Manifestants dans la petite rotonde du Capitole, Washington DC. Brent Stirton/Getty images pour Le Figaro Magazine

Les événements du 6 janvier ont été décortiqués méticuleusement par de nombreux médias et le récit fait de cette journée est bien plus précise et complète que les souvenirs parcellaires des personnes et des journalistes présents sur place. A une différence près. Alors que nous envoyons des premières images et vidéos aux bureaux de Paris, nous constatons sur Twitter que les médias américains parlent d’un « coup d’État » – expression reprise en chœur par une grande partie des médias internationaux. Brent Stirton, le photographe qui travaillait alors pour Le Figaro Magazine rétorque immédiatement : « Ils ont tortCe n’est pas un coup d’État. C’est juste un échec de la police. »

Et c’est sans doute pour cela que personne n’a pu voir venir le 6 janvier – pas même les partisans les plus belliqueux de Donald Trump : car l’histoire de cette journée n’a jamais été celle d’un coup d’État. Dans le sillage de cette journée où la démocratie américaine a trébuché, retardant de quelques heures le vote validant la victoire de Joe Biden, le FBI et les médias américains ont analysé d’innombrables photos, vidéos et témoignages. Et si le scénario d’un coup d’État fomenté depuis l’ombre par les groupuscules d’extrême droite a fait fantasmer le camp démocrate qui y voyait l’occasion de mettre une ultime fois au pilori l’électorat trumpiste, rien n’a pu confirmer cette hypothèse. Bien au contraire. Comme le montre une étude menée par le politologue Robert Pape, professeur à l’université de Chicago, les événements du 6 janvier n’ont pas été le fruit d’une frange extrême de la population préparée à mener un attentat mais bien d’un agrégat varié représentant l’américain moyen. « Ce que je vois, c’est qu’un peu plus de la moitié des individus interpellés par le FBI cette dernière année sont des petits patrons, des docteurs, des avocats et des architectes », déclarait-il récemment à Slate. « Si vous regardez les groupuscules extrémistes, ils ne représentent que 13% des 700 arrestations. » Sur d’autres émeutes, Pape indique que ce chiffre monte habituellement autour de 50%.

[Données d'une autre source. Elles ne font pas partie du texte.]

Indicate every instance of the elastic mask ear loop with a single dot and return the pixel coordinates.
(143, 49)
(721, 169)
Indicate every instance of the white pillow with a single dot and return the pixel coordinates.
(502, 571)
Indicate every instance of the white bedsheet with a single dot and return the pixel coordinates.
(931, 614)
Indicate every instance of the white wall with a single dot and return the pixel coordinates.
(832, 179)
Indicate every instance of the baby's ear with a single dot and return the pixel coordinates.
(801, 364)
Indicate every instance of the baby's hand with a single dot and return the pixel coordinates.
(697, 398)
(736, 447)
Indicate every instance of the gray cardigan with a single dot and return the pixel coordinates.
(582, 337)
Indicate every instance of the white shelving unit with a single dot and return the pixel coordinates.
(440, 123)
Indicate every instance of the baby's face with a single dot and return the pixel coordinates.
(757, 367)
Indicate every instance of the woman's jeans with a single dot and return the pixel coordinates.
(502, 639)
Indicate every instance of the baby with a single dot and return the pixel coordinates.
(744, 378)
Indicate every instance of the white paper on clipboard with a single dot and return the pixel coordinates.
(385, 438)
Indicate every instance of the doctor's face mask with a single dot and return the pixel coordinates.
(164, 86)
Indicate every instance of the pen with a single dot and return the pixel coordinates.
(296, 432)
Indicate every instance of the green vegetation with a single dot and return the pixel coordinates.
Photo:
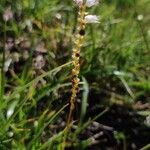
(113, 106)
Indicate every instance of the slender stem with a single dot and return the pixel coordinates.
(3, 65)
(76, 63)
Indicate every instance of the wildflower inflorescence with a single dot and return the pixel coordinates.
(83, 19)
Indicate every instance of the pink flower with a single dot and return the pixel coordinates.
(90, 3)
(8, 14)
(91, 19)
(78, 2)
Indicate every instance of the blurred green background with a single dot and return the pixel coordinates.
(115, 69)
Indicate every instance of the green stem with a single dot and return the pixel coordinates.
(3, 65)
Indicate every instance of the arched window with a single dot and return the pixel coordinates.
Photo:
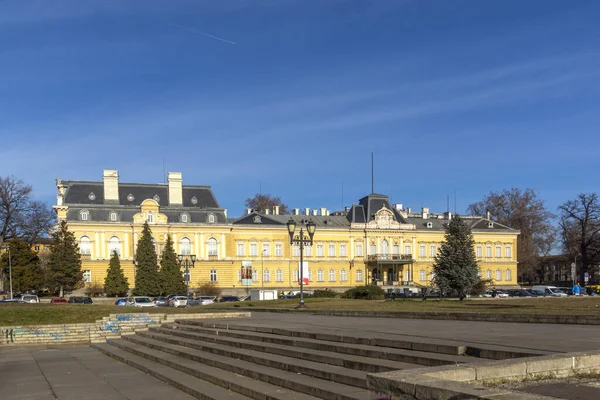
(114, 244)
(85, 245)
(213, 250)
(185, 246)
(384, 247)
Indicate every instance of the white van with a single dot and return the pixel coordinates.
(548, 291)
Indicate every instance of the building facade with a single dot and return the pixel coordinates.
(372, 242)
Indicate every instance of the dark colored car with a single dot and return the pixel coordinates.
(160, 301)
(228, 299)
(80, 300)
(121, 302)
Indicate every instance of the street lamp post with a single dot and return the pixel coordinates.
(302, 241)
(187, 261)
(7, 247)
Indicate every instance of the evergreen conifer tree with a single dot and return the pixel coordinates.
(147, 279)
(170, 271)
(64, 264)
(27, 273)
(115, 283)
(455, 266)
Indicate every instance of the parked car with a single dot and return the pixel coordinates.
(80, 300)
(228, 299)
(160, 301)
(204, 300)
(140, 301)
(29, 298)
(121, 302)
(178, 301)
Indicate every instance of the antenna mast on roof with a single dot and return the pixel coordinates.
(372, 175)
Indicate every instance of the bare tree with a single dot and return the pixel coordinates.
(579, 226)
(20, 216)
(522, 210)
(261, 202)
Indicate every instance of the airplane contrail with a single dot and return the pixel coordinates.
(200, 33)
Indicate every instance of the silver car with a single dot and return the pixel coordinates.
(178, 301)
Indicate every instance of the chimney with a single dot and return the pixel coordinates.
(175, 189)
(111, 186)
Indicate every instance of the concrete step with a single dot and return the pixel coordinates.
(193, 386)
(219, 370)
(333, 373)
(326, 357)
(377, 352)
(417, 344)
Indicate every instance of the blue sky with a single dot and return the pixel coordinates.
(294, 95)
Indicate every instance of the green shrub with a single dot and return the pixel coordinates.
(325, 293)
(367, 292)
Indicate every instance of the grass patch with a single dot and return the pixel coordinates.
(45, 314)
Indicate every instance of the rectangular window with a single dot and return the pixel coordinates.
(343, 276)
(358, 249)
(331, 250)
(343, 250)
(308, 251)
(241, 249)
(320, 250)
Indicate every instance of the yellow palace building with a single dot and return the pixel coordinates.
(371, 242)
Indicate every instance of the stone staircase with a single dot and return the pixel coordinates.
(219, 360)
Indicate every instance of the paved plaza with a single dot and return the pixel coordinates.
(83, 373)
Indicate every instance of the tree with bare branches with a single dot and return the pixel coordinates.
(579, 225)
(522, 210)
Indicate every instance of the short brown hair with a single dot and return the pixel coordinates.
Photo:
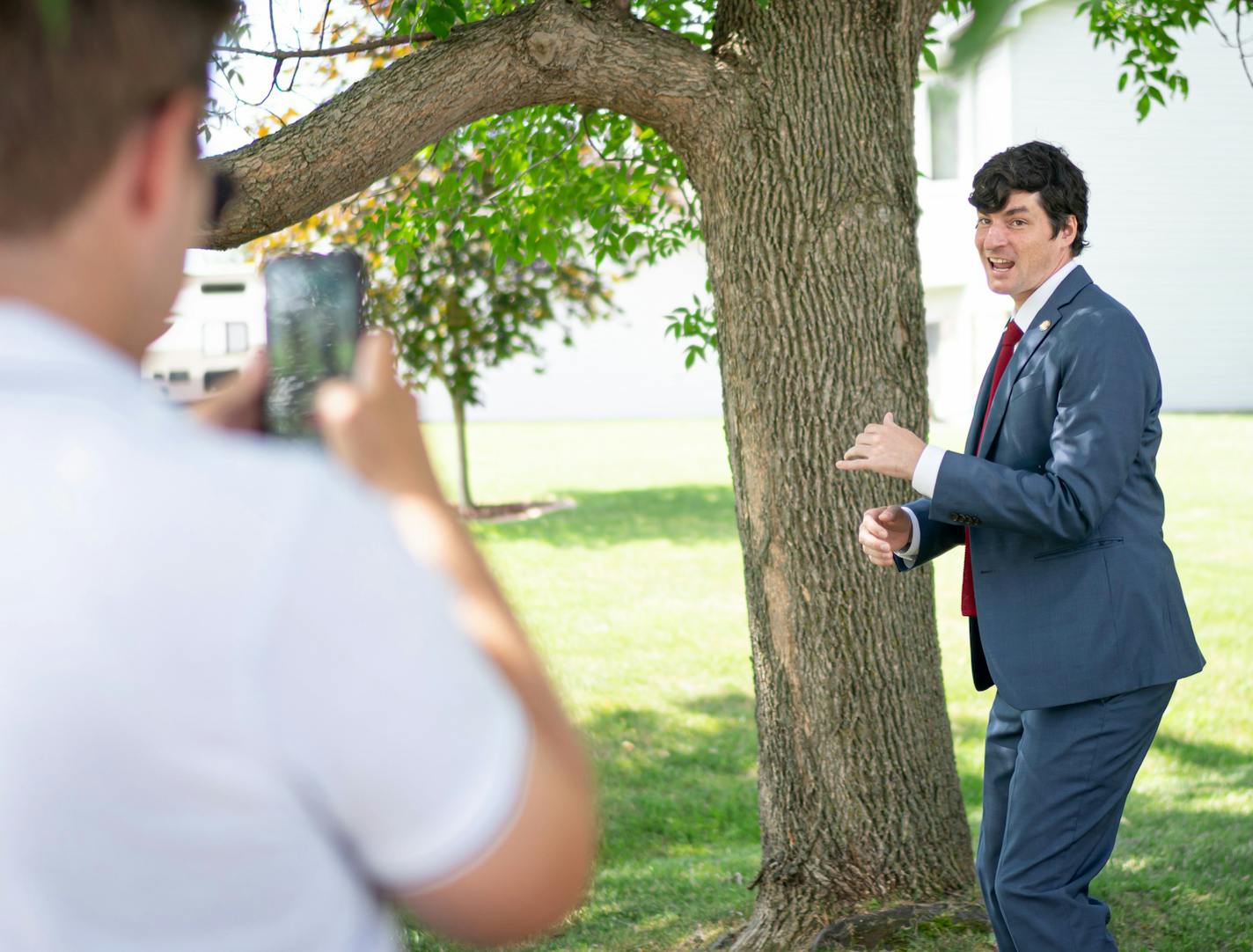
(76, 74)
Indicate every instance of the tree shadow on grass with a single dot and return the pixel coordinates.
(683, 515)
(679, 837)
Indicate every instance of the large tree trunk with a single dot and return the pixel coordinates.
(810, 221)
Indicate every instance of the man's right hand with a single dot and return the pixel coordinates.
(885, 530)
(372, 425)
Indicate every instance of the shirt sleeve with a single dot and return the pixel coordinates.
(927, 472)
(910, 553)
(396, 730)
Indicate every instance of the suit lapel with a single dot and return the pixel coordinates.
(980, 402)
(1051, 315)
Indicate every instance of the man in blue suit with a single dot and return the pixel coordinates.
(1075, 611)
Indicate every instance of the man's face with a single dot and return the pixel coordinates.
(1018, 247)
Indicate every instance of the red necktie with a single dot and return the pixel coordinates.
(1009, 341)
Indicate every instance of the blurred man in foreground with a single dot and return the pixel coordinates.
(248, 697)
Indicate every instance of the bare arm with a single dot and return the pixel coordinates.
(538, 871)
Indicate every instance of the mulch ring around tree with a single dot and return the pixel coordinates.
(514, 511)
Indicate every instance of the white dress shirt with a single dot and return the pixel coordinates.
(233, 709)
(927, 469)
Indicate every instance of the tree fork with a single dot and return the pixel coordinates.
(797, 133)
(546, 53)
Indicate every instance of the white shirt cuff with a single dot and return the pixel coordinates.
(927, 470)
(910, 553)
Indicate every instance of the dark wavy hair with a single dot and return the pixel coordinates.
(1035, 167)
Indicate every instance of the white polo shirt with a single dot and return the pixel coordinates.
(232, 707)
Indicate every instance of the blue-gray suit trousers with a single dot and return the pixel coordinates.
(1055, 780)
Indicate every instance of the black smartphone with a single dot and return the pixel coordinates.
(313, 317)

Les forces de l’ordre évacuent les manifestants. Brent Stirton/Getty images pour Le Figaro Magazine

Les différentes études confirment ce que les journalistes présents sur place ont vu dès le début de la journée : le Capitole n’a pas été envahi par des individus préparés et équipés pour commettre un acte terroriste, un coup d’État ou même pour juste « casser du flic ». Mais bien par des Américains de tous âges, venus de pratiquement tous les états du pays, de classes sociales variées galvanisés non pas par une soif de s’emparer du pouvoir, mais de saisir une occasion rendue possible par une absence totale de préparation des forces de l’ordre. Toute la journée, nous avons pu constater que les manifestants cassaient des fenêtres, des serrures, et s’emparaient d’objets comme des pupitres ou des fournitures de bureau mais aucun des tableaux, des statues et des symboles du gouvernement américain n’a été vandalisé devant nous. Les membres des forces de l’ordre qui ont baissé les bras devant les manifestants et qui étaient encore présents à l’intérieur du Capitole n’ont pas été passés à tabac comme on pourrait l’imaginer dans une situation similaire, comme en France par exemple : certains discutaient même avec les pro-Trump.

Un seul point commun reliait finalement toutes les personnes que nous avons interrogées ce 6 janvier à Washington et dans les couloirs du Parlement : une colère. Une colère qui, alors que les États-Unis entament une année électorale pour renouveler sa chambre des Représentants et un tiers de son Sénat, continue de polariser un pays toujours plus fracturé.